Vocational Expert Testimony
Career impact experts build the wage loss case.
Mental Health Professional Testimony
Mental health experts support emotional damages.
Before-and-After Photography
Photographs showing before and after moves the case from abstract to concrete.
Day-in-the-Life Documentation
Functional impact evidence builds the loss of enjoyment of life case.
Common Insurance Defenses
“The Injury Wasn’t That Severe”
“It’s not that bad”.
“Pre-Existing Conditions”
Past facial damage are leveraged by defense. Pre-existing conditions don’t bar recovery for aggravation.
“Cosmetic, Not Functional”
Cosmetic-only arguments. Disfigurement creates real damages.
“Reasonable Care Was Provided”
Defense argues appropriate medical care was provided.
“Comparative Fault”
“You contributed”.
Critical Steps After a Facial Injury
Get Immediate Specialist Care
Facial injuries require specialist medical care. Initial facial injury evaluation typically needs specialist evaluation.
Photograph the Injuries Throughout Treatment
Photographs over time become essential evidence.

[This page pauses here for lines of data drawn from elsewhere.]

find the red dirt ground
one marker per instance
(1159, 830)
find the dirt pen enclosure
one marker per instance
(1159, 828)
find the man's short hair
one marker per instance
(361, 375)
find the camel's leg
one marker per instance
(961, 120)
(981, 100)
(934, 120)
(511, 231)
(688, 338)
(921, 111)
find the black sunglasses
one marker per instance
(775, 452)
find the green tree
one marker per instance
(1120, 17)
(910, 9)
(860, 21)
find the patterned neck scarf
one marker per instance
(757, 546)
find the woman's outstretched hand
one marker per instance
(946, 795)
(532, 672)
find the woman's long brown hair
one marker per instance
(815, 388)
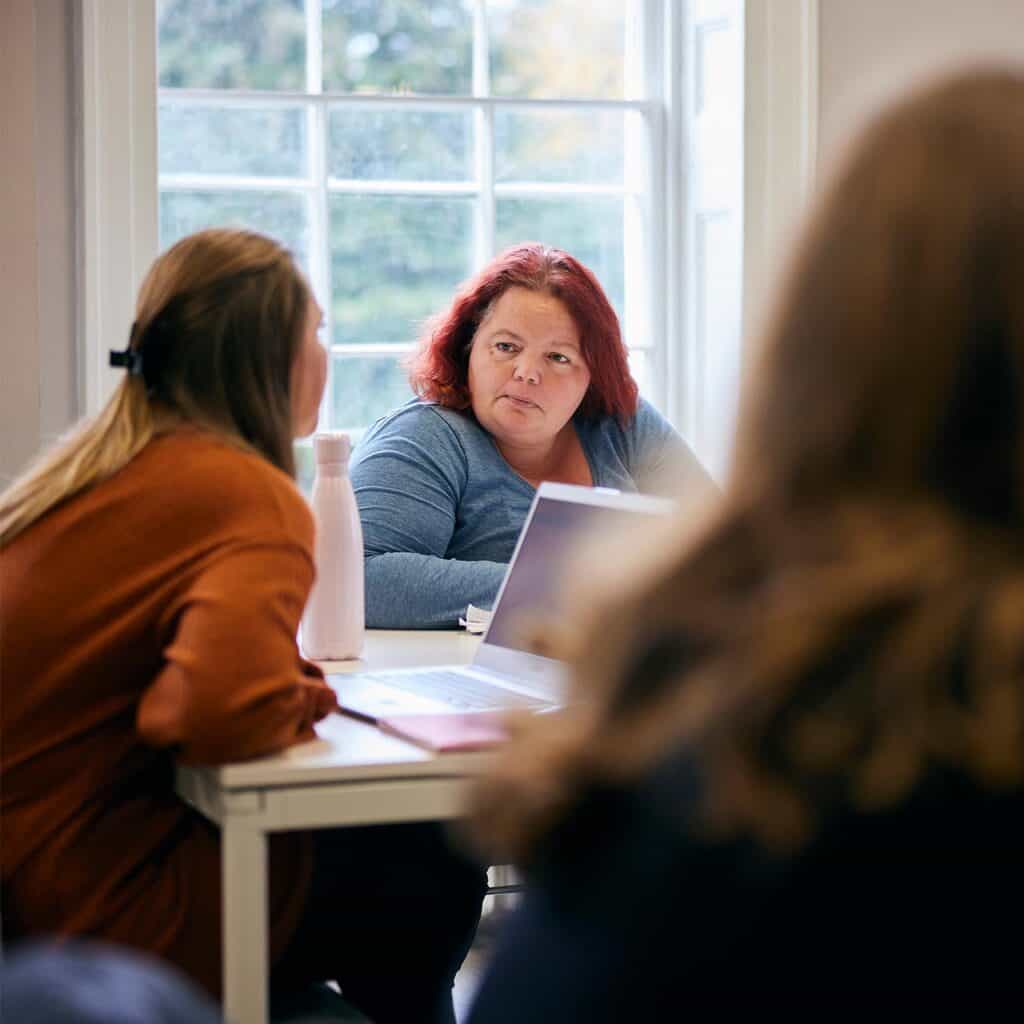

Photograph Before-Accident Appearance
Photos from before the injury establish the baseline appearance.
Track All Symptoms and Functional Limitations
Comprehensive symptom tracking.
Track Mental Health Impact
Record mental health effects.
Identify Witnesses
Independent observers.
Get Medical Records Quickly
Comprehensive medical records support the case.
Don’t Accept Early Insurance Settlement Offers
Adjusters move fast. These offers typically substantially undervalue facial injury cases. The full damages picture takes time to emerge.
Attorney Costs
Facial injury attorneys earn fees only on recovery. These cases require investment in medical experts, vocational experts, and mental health experts reimbursed from the recovery.
Move Quickly
Facial injury cases benefit from prompt legal involvement. Documenting injuries through the healing process builds stronger cases. Filing deadlines applies regardless. Getting an attorney involved promptly protects every aspect of the claim while the case is being built.